2019-05-20T20:29:34.192700Z

You're very welcome @icyiceling184, and many thanks for the kind words. Always really nice to get acknowledgement for open source work 🙂

2019-05-20T20:30:01.192900Z

Regarding your questions, yes, it's only the tx-data that gets sent; Don't need resend the whole db (before & after).

1👍
2019-05-20T20:32:36.193100Z

Regarding the optimistic updates, you block additional transactions as a start, yes. The smarter thing to do is build up a queue of transactions that have been asserted in the tentative db, and if a remote transaction fails, walk back everything that occurred after, and (possibly anyway), rerun later transactions in the queue on the backup db value.

2019-05-20T20:33:29.193300Z

Obviously, not the most straightforward thing to do, and it may not always be obvious when you'd want to retry those later txs or just scrap them (if they depend on the original remote tx having gone through).

2019-05-20T20:33:56.193500Z

Cleaner solution here is something like a CRDT

2019-05-20T20:34:34.193700Z

Though you're going to be constrained around certain things like identity, and not able to express "all of datomic/datascript" that way.

2019-05-20T20:35:45.194100Z

3df is super cool, yes; And I did get a chance to meet Nikolas at the Conj, and had a good conversation about future directions.

2019-05-20T20:36:05.194300Z

It's definitely still early days and could use some settling and hardening, but I'm optimistic.

2019-05-20T20:36:57.194500Z

You're right that Posh doesn't do recursive queries/rules, but honestly, it might not be that hard to add in if you're really motivated.
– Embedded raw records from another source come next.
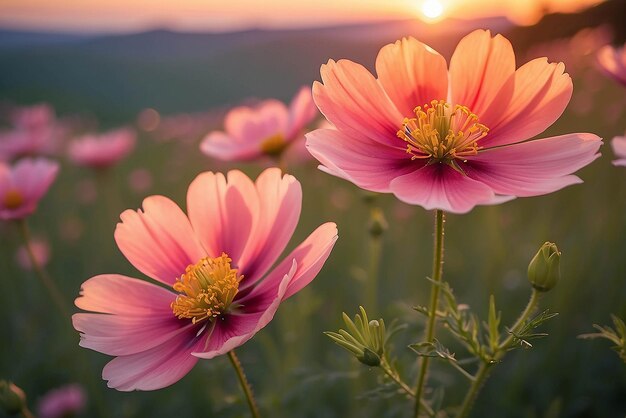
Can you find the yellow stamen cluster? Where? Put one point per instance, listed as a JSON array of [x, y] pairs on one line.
[[207, 289], [442, 134], [13, 199], [274, 145]]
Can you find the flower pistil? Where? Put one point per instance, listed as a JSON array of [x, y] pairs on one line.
[[441, 133], [207, 289]]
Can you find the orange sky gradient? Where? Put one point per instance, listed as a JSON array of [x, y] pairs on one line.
[[213, 15]]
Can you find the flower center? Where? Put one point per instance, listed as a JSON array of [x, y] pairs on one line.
[[207, 289], [441, 133], [13, 199], [274, 145]]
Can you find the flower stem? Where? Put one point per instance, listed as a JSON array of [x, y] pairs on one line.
[[434, 301], [374, 248], [484, 368], [48, 283], [394, 376], [26, 412], [245, 385]]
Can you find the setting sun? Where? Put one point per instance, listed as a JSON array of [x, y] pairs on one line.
[[432, 9]]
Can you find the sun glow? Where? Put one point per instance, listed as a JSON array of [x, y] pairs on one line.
[[432, 9]]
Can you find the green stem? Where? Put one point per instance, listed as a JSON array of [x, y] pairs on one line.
[[434, 301], [404, 386], [26, 412], [530, 307], [247, 389], [484, 368], [374, 248], [48, 283]]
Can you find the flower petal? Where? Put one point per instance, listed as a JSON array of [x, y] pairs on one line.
[[619, 149], [234, 329], [362, 161], [223, 211], [156, 368], [412, 74], [254, 124], [355, 102], [309, 257], [540, 94], [159, 240], [479, 68], [302, 110], [535, 167], [438, 186], [280, 202], [132, 315]]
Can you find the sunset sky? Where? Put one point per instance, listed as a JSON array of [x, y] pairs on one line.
[[213, 15]]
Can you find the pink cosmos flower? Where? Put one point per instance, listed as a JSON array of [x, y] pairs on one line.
[[35, 132], [33, 117], [613, 62], [65, 401], [619, 149], [266, 129], [214, 263], [444, 138], [23, 185], [102, 151]]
feelextra 2019-05-20T20:58:02.194700Z

@metasoarous If you don't mind, I'd like to pick your brains about this particular problem I'm facing, for which I've been deliberating a solution for quite unsuccessfully so far. I'm developing a system where browser clients have their own DataScript instances to operate on, each hosting data entirely separate from each other, but with the same underlying schema. (think a personal Wikipedia per user) The average use case would be a few thousands nodes per graph, so this shouldn't be too hard for browsers in terms of memory requirements. However, I need to persist that data somehow, somewhere. I'm thinking that on a remote server is the best bet but it doesn't have to be Datomic since the client can run its own queries / transactions locally already, just need to replicate them. I gues this isn't the typical DatSync use-case, since I don't have a "central big database" serving all these clients. So the two problem are: 1. Finding a performant synchronization solution from client to server (doesn't have to be multi-clients, just a single client would suffice) 2. Finding a format to persist the data to. Any thoughts on this? would be glad to hear 😅

feelextra 2019-05-20T21:23:45.194900Z

One idea that I'm thinking about is that the client will only send :tx-data to the server, which the server will add the :tx-data as a message to a queue and add a label to it with the user who the transaction was enacted by. When available, the message at the top of the queue is picked. An already existing DataScript instance will be d/reset-conn!ed with data belonging to that message's labelled user, and the message's :tx-data will be d/transact!ed into it and then serialized to EDN using prn-str.